Photo Credit: Campaign Against Antisemitism (CAA)
It is not a modern invention or a political convenience, it is the bedrock of who we are. The Bible begins and ends with the land. Our liturgy and festivals are bound to its harvests and seasons. Even in exile, for 2,000 years, Jews broke glasses at weddings and said, “If I forget thee, O Jerusalem.” We prayed three times a day facing Zion. We ended the Seder every year with “Next year in Jerusalem.”
Israel is not just a state; it is the geographic and political embodiment of our religion, our culture, our collective memory. Without the land, we cannot exist as a people. So when I looked in the mirror as a child, I saw the descendant of survival and triumph. An Israelite whose people captured Eichmann, raided Entebbe, defeated the greatest armies in the region in six days, made flowers bloom in the desert and flew F-35s over Auschwitz on Yom HaShoah.
But all of that has changed. Changed incrementally since the first intifada of the late 80s, changed exponentially since October 7th 2023.
The slow, strategic, deliberate demonisation of Israel over the last 40 years, the false claims of occupation, colonisation, apartheid and, in recent months, the grotesque accusations of genocide and the endless antisemitic comparisons between Israel and the Nazis, have changed not just how performative activists view our homeland, but more dangerously, how young Jews view it. And by extension, how they view themselves.
Every trope has been revived and mainstreamed: blood libels, “Jewish control” of banks and media, conspiracies of Jewish manipulation. Every thin veil of anti- Zionism, presented as moral purity but in reality little more than recycled antisemitism, has been amplified online until it is deafening. It eats away at our young people, makes them question their heritage, their culture, their identity.
And when they step outside or scroll through their feeds, the reinforcement is everywhere.
They saw the celebration of Jew-hate on stage at Glastonbury.
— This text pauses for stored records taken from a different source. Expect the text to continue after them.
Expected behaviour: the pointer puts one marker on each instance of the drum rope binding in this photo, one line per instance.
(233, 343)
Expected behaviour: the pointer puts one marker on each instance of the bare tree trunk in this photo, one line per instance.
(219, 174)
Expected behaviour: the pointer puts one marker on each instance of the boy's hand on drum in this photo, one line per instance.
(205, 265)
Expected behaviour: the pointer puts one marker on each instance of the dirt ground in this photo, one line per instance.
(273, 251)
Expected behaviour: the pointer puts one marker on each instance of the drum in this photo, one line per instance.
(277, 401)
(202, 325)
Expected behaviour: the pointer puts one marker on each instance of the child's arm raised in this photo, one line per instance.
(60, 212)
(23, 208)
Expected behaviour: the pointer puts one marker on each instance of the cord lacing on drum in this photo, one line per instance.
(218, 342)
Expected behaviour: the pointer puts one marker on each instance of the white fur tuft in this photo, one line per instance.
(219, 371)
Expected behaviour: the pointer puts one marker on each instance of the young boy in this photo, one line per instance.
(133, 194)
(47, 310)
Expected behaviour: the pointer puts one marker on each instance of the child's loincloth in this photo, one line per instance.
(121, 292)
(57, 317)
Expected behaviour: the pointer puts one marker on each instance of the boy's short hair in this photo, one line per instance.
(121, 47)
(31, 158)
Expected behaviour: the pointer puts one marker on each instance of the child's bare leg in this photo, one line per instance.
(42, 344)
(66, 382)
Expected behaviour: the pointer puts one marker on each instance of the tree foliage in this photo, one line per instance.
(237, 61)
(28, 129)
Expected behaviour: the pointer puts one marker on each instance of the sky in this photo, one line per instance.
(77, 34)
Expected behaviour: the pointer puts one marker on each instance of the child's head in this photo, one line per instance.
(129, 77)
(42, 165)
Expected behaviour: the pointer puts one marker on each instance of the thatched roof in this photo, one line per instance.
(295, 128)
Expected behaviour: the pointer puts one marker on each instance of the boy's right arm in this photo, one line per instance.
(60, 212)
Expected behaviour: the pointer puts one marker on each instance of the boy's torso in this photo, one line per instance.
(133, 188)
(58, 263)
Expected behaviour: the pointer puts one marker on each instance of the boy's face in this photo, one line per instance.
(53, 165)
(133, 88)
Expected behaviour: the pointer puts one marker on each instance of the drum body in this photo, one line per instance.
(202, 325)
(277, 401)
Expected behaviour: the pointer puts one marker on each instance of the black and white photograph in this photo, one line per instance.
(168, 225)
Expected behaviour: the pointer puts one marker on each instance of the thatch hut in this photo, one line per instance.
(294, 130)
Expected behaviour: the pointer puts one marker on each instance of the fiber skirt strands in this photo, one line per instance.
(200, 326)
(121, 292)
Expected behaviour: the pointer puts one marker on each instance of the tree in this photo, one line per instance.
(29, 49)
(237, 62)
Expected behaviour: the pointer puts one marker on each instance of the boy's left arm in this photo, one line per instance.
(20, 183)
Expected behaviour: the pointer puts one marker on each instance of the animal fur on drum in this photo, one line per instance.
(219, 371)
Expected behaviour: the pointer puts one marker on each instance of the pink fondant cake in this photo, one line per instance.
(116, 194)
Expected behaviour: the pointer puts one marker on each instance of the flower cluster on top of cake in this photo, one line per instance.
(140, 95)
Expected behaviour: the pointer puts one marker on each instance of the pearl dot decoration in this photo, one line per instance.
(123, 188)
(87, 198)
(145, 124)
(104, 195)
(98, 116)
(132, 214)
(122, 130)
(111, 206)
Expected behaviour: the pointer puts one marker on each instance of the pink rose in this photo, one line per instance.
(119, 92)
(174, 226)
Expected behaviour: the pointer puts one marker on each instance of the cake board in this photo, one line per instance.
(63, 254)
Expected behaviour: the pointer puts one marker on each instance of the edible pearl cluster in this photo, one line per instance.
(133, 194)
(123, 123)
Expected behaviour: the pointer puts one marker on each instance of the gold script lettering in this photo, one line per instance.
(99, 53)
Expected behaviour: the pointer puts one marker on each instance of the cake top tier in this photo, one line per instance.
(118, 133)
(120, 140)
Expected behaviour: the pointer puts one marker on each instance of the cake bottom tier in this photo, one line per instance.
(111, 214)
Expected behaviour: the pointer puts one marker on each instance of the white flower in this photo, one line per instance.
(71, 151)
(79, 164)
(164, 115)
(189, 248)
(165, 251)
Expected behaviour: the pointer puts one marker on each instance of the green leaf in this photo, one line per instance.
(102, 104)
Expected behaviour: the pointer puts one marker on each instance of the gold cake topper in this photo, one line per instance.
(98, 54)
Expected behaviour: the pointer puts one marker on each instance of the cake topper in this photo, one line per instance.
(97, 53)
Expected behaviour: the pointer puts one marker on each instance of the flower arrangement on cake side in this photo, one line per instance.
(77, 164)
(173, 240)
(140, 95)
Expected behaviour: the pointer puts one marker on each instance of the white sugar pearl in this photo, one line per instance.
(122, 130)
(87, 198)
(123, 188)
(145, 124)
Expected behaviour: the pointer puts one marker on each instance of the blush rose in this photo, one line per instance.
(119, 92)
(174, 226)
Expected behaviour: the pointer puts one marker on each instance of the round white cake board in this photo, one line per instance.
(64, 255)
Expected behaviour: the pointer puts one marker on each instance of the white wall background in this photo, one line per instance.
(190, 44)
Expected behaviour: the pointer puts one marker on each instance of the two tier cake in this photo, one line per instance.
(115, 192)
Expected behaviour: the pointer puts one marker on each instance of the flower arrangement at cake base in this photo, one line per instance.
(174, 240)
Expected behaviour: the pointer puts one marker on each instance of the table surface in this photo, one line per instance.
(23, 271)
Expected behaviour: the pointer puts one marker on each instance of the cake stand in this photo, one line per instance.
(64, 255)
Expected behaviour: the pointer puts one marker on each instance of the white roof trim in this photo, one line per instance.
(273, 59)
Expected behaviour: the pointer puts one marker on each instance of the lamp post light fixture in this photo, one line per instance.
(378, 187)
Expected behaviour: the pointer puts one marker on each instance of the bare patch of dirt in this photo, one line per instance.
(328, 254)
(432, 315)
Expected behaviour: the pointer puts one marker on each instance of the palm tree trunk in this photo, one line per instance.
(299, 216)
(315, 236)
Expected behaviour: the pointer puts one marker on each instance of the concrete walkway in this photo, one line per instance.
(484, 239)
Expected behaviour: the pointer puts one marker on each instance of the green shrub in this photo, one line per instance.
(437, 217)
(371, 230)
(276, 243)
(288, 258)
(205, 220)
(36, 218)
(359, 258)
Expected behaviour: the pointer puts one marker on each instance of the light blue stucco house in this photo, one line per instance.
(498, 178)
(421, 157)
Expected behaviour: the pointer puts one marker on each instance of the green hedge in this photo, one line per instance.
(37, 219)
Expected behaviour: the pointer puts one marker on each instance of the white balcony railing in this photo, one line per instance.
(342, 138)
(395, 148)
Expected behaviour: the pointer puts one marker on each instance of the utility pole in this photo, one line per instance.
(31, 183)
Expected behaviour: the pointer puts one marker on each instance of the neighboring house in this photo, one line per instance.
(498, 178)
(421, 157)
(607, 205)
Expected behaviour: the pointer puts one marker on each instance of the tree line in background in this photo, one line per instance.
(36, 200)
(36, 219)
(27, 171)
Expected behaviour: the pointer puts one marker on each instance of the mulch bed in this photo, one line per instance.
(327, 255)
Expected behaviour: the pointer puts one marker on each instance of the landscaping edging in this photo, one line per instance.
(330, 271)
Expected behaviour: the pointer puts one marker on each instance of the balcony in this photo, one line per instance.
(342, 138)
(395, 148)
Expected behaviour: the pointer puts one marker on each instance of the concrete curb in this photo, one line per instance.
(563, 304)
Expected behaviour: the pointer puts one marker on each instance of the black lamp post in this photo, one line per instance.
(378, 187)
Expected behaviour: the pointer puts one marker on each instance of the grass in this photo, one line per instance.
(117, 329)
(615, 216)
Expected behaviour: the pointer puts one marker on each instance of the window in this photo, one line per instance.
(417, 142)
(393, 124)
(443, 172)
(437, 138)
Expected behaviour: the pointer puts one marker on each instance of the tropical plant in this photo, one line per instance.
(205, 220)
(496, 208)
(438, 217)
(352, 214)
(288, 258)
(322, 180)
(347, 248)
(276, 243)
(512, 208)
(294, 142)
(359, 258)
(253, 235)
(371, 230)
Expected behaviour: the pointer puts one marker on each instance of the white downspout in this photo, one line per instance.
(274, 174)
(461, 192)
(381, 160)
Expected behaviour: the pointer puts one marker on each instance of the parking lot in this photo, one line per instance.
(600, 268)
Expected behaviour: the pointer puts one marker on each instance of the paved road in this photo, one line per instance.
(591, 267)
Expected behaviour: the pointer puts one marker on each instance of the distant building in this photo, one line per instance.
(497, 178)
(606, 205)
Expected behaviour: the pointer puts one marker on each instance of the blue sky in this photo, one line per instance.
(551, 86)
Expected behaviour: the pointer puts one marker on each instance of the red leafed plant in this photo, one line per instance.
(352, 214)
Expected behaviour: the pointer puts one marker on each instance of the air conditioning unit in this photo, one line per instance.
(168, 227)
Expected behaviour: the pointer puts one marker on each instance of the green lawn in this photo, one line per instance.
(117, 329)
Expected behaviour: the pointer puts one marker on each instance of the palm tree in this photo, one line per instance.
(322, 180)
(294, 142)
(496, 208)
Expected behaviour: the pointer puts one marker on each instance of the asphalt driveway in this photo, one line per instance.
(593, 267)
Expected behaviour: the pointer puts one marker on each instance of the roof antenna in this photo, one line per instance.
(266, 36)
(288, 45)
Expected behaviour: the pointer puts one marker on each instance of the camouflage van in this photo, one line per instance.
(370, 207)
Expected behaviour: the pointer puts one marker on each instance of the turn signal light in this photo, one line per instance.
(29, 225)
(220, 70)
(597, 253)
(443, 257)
They watched Gary Lineker receive a standing ovation at the National Television Awards, his first-ever audience-voted award, in the same year he was fired by the BBC for sharing a meme comparing Jews to vermin. They see those they idolise unequivocal condemnation. They walk past weekly marches through central London where the chants of “from river to the sea” and “globalise the Intifada” are treated as civil rights slogans. They see campus encampments up and down the country demanding that Jewish students renounce their identity or stay silent.
Is it any wonder so many of them look in the mirror and do not recognise pride, only shame?
Our children are in danger. Not just physically, though the threats of violence are very real, but spiritually. They are in danger of abandoning their people. And if they do, then all is lost.
So the responsibility falls to us, parents, educators, leaders, elders in the community. It is on us to ensure that when young Jews look in the mirror, they see something else. They must see a Jew who inspires them, who fills them with strength, conviction, and pride.
And let’s be clear: pride does not mean agreeing with every action of the Israeli government, nor does it mean staying silent in the face of policies we believe are wrong, nor does it mean showing a lack of empathy for innocent suffering in Gaza.
Pride means something else. It means refusing to be silenced by hate and intimidation. It means understanding that our dignity is not negotiable.
If our enemies’ aim is to strip us of that dignity, then our task is the opposite. We must use every ounce of our energy to give the next generation pride, pride in their history, pride in their people, pride in their future. We must use every ounce of our energy to ensure that the Jew staring back at them is not a caricature drawn by our enemies, but a source of pride, strength, and dignity that no hate can erase.
The mirror matters. What our children see in it today will decide whether there is a Jewish tomorrow.